After his client becomes a suspect in a hit-and-run incident, lawyer Paul Gregorian turns to media mogul Julia George to try and help him out. However, Julia has her own agenda, and that agenda does not necessarily benefit Paul's client. And thus begins a contentious dance between the media and the law.
The series premiered on September 2016. It was officially canceled in May 2017 after one season of ten episodes.
This series contains examples of:
- The Alcoholic:
- Oscar Keaton was sober for a while, but his wife's murder sends him off the wagon.
- When she's not doing her show, Louise is usually drinking.
- Ate His Gun: Levi swallows his gun in despair after Julia confronts him about his catfishing.
- Belligerent Sexual Tension: Ella and Ryan spend the first few episodes verbally sparring with each other before finally throwing out all pretense and hooking up.
- Broken Pedestal: Julia's mentor, Dana Hartman, was the first woman in the Notori-verse to lead her own news show, but destroyed her credibility when word got out that she fabricated an entire interview.
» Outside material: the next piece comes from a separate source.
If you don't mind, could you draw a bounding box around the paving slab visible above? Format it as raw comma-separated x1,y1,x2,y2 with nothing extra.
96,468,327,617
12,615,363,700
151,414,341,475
The scandal destroyed her career and her friendship with Julia.
- Bully Brutality: In "Tell Me a Secret", the dead football player's injuries were the result of two of his teammates roughing him up on orders from their coach, though it's later determined that neither of the two idiots killed him.
- Depraved Homosexual: Levi catfished Oscar not to humiliate him, but to romance him.
- Driven to Suicide: After his catfishing is publicly exposed, Levi kills himself, unable to deal with the knowledge that Oscar now hates him.
- Expy: The series uses several stand-ins for real-life media figures
- Paul Gregorian is an expy of celebrity attorney Mark Geragos.
- Julia George is an expy of Larry King Live producer Wendy Walker.
- Callie Connors an expy of Greta Van Susteran.
- El Toro is almost certainly a stand-in for El Chapo.
- Ronald Teller is probably a based on Fox News founder Roger Ailes.
- First-Episode Twist: Sarah Keaton is murdered.
- Innocently Insensitive: In "Friends and Other Strangers", Julia forces Louise to present a video of a captive soldier being beheaded in order to fill the last few minutes of her show. It turns out one of Louise's paramours was a soldier who was beheaded. Naturally, she's pissed.
- Missing White Woman Syndrome: In "Kept and Broken", Julia is pressured into covering the case of a missing white girl in order to compete with rival Callie Connors, whose ratings have gone up after she started covering the case. After learning that the parents of the missing girl are demanding money for their interviews, she decides to instead cover the case of a missing Latina girl who's gotten no coverage.
- Nepotism: It's no secret around the office that Ryan got his job because his dad is Julia's boss. This is what drives him to go the extra mile to impress her.
- Nice Job Breaking It, Hero!: Callie's decision to publicize Emily Parker's history as an underage webcam girl results in Emily being killed by whoever kidnapped her.
- No Celebrities Were Harmed: Callie Connors is very obviously based on Greta Van Susteran, with a bit of Nancy Grace thrown in for good measure.
- Off the Wagon: Oscar tosses out all of his sobriety after Sarah's death, to the point that Paul tries to have his employees intervene to keep Oscar from getting drunk in public.
- Villain with Good Publicity: The main plot of "Friends and Other Strangers" concerns a much-beloved musician with a long history of charitable acts being exposed as a serial rapist.
- What the Hell, Hero?:
- In "Friends and Other Strangers", Louise calls out Julia for forcing her to air footage of a beheading just to fill some dead air time.
- In "The Burn Book", Julia calls out Louise for going over her head in order to get permission to air some footage that Julia had promised to bury.